Conventional Freezing, Straw, and Open-Pulled Straw Vitrification of Mouse Two Pronuclear (2-PN) Stage Embryos

• Published in: Animal biotechnology Vol. 18; no. 3; pp. 203 - 212
• Main Authors: Zhao, Xue-Ming, Quan, Guo-Bo, Zhou, Guang-Bin, Hou, Yun-Peng, Zhu, Shi-En
• Format: Journal Article
• Language: English
• Published: England Taylor & Francis Group 01.01.2007
• Subjects: Animals; Conventional freezing; Cryopreservation - veterinary; Cryoprotective Agents; Dimethyl Sulfoxide; Embryo Transfer - veterinary; Ethylene Glycol; Female; Ficoll; Male; Mice - embryology; Morula; Mouse; Open-pulled straw (OPS); Pregnancy; Sucrose; Two-pronuclear embryo; Vitrification
• ISSN: 1049-5398; 1532-2378
• DOI: 10.1080/10495390701201663

Little is known on the cryopreservation of mouse pronuclear (PN) stage embryos.
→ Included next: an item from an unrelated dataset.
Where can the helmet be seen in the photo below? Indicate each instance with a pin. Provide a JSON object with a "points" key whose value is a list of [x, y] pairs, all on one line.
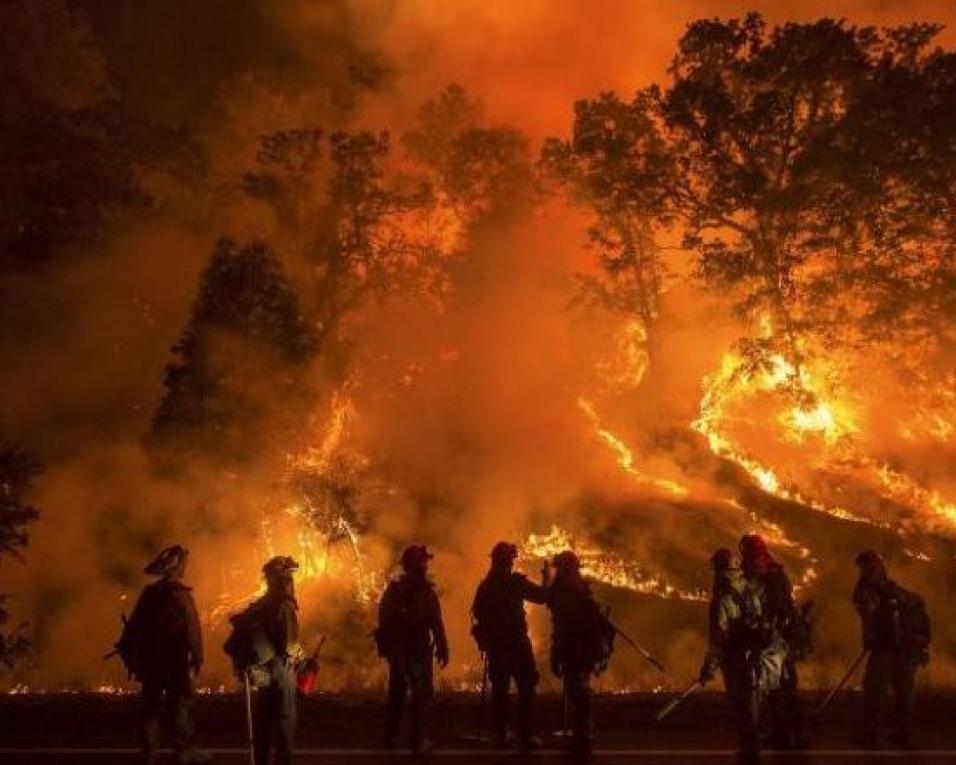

In the present experiment the mouse 2-PN stage embryos were cryopreserved by conventional freezing, straw, or open-pulled straw (OPS) vitrificaiton methods. The conventional freezing solution was 1.5 mol/L ethylene glycol (EG), and vitrification solutions were EFS30 (30% EG, Ficoll, and sucrose), EFS40 (40% EG, Ficoll, and sucrose), EDFS30 (15% EG, 15%dimethyl sulfoxide [DMSO], Ficoll, and sucrose), or EDFS40 (20% EG, 20%DMSO, Ficoll, and sucrose). The blastocyst rate of 2-PN stage embryos cryopreserved by conventional method (30.4%) was lower than those vitrified by straw method with EDFS (56.9% to 69.1%), by OPS method (66.0% to 85.7%), and that of control (80.8%) (P < 0.05). With a given vitrificaiton solution EFS30, EFS40, EDFS30, or EDFS40, the blastocyst rate of embryos vitrified by the OPS method (66.7%, 66.0%, 85.7%, or 76.9%) was higher than that of those vitrified by the straw method (46.8%, 43.8%, 69.1%, or 56.9%) (P < 0.05). When mouse 2-PN-stage embryos were vitrified with EDFS30 by straw or OPS method, the highest blastocyst rate was achieved (69.1% or 85.7%) and was similar to that of the control, respectively. The embryos transfer results revealed that the full-term development of blastocysts derived from 2-PN stage embryos vitrified by OPS method with EDFS30 (19.9%) was similar to that of the control (23.5%), and higher than that of those cryopreserved by conventional freezing (9.3%) (P < 0.05). The present research demonstrates that the OPS method, especially with EDFS30, is more effective in cryopreserving mouse 2-PN embryos.